Nach ihrem beruflichen Selbstverständnis können sich die Ärzte nicht ökonomisch fremdbestimmen lassen. Sie
müssen jeweils tun, was sie können, nach bestem Wissen und Gewissen. Eine Gesellschaft, die dies erhalten
will, muß wissen, daß sie dafür Spielräume offenhalten muß. Die Menschen und ihre Schicksale sind
verschieden, und aus dieser Verschiedenheit resultiert ein unterschiedlicher Bedarf an Ressourcen für ihre
Heilbehandlung.
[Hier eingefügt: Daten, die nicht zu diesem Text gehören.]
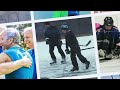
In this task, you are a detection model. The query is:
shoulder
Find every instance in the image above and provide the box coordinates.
[113,26,118,31]
[0,52,12,63]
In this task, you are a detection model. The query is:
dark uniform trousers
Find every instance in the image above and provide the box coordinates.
[49,43,65,61]
[71,46,88,68]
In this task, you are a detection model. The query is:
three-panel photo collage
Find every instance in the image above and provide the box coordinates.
[0,11,120,79]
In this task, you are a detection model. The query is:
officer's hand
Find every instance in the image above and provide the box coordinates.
[65,49,70,54]
[21,56,32,68]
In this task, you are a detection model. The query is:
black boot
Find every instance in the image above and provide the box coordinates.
[85,61,90,69]
[61,58,66,64]
[70,67,79,71]
[50,60,57,65]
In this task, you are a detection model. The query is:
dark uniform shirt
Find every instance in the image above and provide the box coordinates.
[44,26,61,45]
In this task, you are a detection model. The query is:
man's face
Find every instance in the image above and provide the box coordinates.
[24,30,34,49]
[105,25,112,30]
[0,32,12,50]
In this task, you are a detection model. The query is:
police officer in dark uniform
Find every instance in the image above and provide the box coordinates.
[68,11,80,16]
[96,17,119,59]
[44,22,66,64]
[61,23,90,71]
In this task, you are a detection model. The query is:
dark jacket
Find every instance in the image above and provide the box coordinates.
[96,26,119,46]
[44,26,61,44]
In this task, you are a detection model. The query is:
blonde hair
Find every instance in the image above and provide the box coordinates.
[24,27,32,33]
[0,25,7,33]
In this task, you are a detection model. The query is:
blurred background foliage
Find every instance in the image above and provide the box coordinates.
[7,23,32,50]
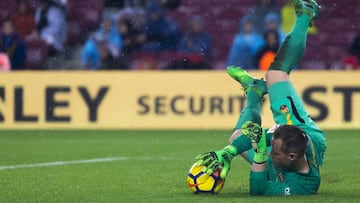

Das verbietet auch bei Nutzung statistischer Durchschnitte eine Budgetierung. Ebenso
verbietet sich unter Ärzten ein vorrangiger Wettbewerb um hohe Gewinne aus ihrer Berufstätigkeit. Wer darauf
nicht verzichten will, sollte einen anderen Beruf wählen. Die hohe Zahl an Interessenten am Arztberuf läßt
vermuten, daß dieses Merkmal des Arztberufes nicht allen gegenwärtig ist.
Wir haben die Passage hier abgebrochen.